日本人と英語執筆A.Y.

日本人にとっての英語は、気になるけど憎らしい、愛憎半ばした相手にたとえられることが多いようです。

第二次世界大戦後から現在に至るまで、英語は日本人にとって常に重要な存在であり、議論の的であり、「英語ブーム」と言われる状況がこれまでに何度もありました。

終戦直後に発行された「日米会話手帳」が400万部の大ベストセラー、翌年にはNHK「英語会話」のラジオ放送開始、つまり英語ブームは終戦直後から始まったのです。

その後も、1964年の東京オリンピックや70年の大阪万博などが契機となって、何回もブームがあり、戦後はずっと慢性的な英語ブームが続いているといえるかもしれません。

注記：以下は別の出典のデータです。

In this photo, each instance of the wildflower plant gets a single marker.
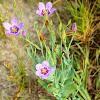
(56, 64)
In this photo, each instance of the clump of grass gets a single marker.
(83, 13)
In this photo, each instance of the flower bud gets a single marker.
(47, 23)
(24, 34)
(74, 27)
(60, 26)
(41, 37)
(64, 35)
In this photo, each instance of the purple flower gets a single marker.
(24, 34)
(74, 27)
(13, 28)
(44, 70)
(42, 9)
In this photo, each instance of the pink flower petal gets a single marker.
(7, 32)
(14, 21)
(38, 12)
(48, 5)
(21, 25)
(39, 66)
(45, 64)
(52, 10)
(17, 34)
(46, 76)
(6, 25)
(41, 6)
(51, 69)
(38, 73)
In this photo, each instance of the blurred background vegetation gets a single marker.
(85, 47)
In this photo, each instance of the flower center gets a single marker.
(44, 11)
(44, 71)
(14, 29)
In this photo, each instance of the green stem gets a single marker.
(71, 40)
(31, 43)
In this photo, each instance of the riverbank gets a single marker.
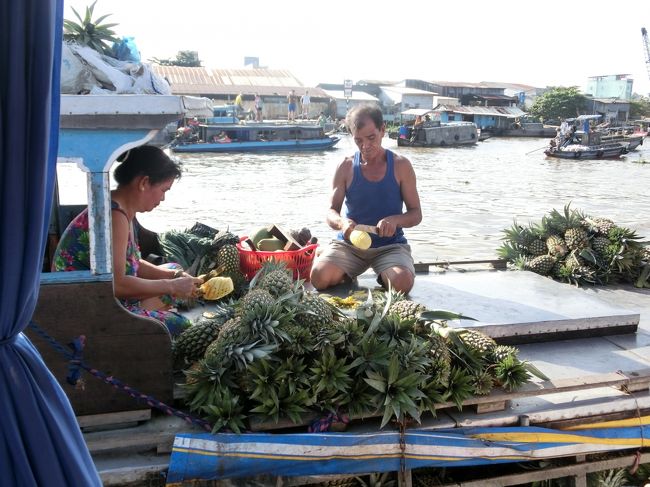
(468, 195)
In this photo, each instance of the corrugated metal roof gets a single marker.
(459, 84)
(512, 86)
(356, 95)
(407, 91)
(266, 82)
(507, 112)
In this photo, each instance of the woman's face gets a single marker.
(154, 194)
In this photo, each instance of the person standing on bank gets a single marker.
(377, 188)
(305, 101)
(292, 100)
(258, 107)
(145, 174)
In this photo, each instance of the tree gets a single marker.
(188, 59)
(639, 108)
(89, 32)
(559, 103)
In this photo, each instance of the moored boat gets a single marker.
(239, 137)
(429, 132)
(579, 151)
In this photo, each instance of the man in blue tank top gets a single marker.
(378, 188)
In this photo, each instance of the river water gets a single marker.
(468, 195)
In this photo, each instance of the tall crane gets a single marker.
(646, 46)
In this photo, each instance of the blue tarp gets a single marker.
(40, 441)
(221, 456)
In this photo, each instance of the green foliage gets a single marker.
(639, 108)
(90, 32)
(367, 362)
(187, 59)
(558, 103)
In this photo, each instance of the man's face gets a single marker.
(368, 139)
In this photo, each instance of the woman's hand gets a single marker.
(185, 286)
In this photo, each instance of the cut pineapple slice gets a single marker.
(360, 239)
(216, 288)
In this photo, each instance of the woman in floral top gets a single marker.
(145, 174)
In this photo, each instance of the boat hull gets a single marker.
(611, 151)
(260, 146)
(444, 135)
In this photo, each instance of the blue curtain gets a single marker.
(40, 441)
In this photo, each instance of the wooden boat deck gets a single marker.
(602, 374)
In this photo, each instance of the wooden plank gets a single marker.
(487, 403)
(490, 407)
(494, 263)
(133, 349)
(579, 469)
(122, 417)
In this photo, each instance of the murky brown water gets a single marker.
(469, 195)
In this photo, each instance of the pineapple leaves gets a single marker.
(440, 314)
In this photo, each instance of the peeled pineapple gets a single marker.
(216, 288)
(360, 239)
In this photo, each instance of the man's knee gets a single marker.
(325, 275)
(400, 279)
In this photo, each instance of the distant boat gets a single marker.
(433, 133)
(253, 137)
(579, 151)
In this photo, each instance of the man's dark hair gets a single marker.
(146, 160)
(359, 115)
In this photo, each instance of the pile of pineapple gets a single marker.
(572, 247)
(282, 352)
(209, 254)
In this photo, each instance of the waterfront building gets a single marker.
(223, 85)
(610, 86)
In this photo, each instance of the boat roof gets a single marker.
(583, 117)
(417, 111)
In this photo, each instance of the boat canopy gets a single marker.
(417, 111)
(583, 117)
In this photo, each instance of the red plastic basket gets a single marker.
(300, 261)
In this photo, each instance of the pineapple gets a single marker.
(316, 312)
(599, 244)
(275, 278)
(476, 342)
(406, 309)
(537, 247)
(228, 258)
(556, 245)
(542, 264)
(216, 288)
(600, 226)
(511, 374)
(482, 383)
(232, 333)
(576, 238)
(192, 343)
(501, 352)
(253, 298)
(440, 358)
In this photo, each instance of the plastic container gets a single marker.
(300, 261)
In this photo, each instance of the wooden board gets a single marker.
(132, 349)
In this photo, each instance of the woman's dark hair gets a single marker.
(146, 160)
(357, 117)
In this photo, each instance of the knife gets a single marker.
(366, 228)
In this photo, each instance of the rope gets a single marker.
(324, 424)
(76, 363)
(402, 447)
(637, 458)
(8, 341)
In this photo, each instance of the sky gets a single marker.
(550, 43)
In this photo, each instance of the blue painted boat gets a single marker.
(253, 137)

英語教育をめぐる議論も1970年代の平泉・渡部論争をはじめ果てることはなく、英会話学校の乱立についてはいうまでもありません。

しかしながら、日本人の英語欲が満たされたためしはなく、今日にいたっています。

英語を世界の国際言語と考える視点から、これからの日本人の英語学習において必要と考えられることをいくつか挙げます。

まず、世界の人々が英語で会話をするときの話題は、英米の事柄に限られているわけではありません。

中国人なら中国のこと、インド人ならインドのこと、日本人なら日本のことを英語で話せなければ、英語国際コミュニケーションは何の役にも立ちません。

英語を自己表現のための国際言語と考えるならば、もっと日本のことを英語で読み聞き、そして書いて話す訓練をする必要があります。

特に、日本のことを英語で論理的に説明する訓練は、これからますます重要になるはずです。

次に、日本人は英語で自己表現するときに、発言内容を自分の英語能力に合わせがちです。

英語が未熟だと、それに相応したことしか言おうとしないのですが、これは、特に大人の場合は、相手から教養の程度を疑われたり、社会参加の意志をかんぐられたりするので、大変危険な行為です。

英語が少々下手でも間違っていても、発言の内容に関しては妥協しない態度が重要です。

それから、よく言われますが、英語学習い完ぺき主義は無効です。

英語をマスターしたら使うというのではなく、使いながらマスターするという意識をもってください。

今や、世界最大の英語地域といわれているアジアの人々はかなり自由な気持ちで使っています。

インド人はインド人らしいインド英語、シンガポール人はシンガポール人らしいシンガポール英語を話しています。

日本人は日本式英語でかまわない、というぐらいのおおらかな気持ちで英語に接することもときには必要かもしれません。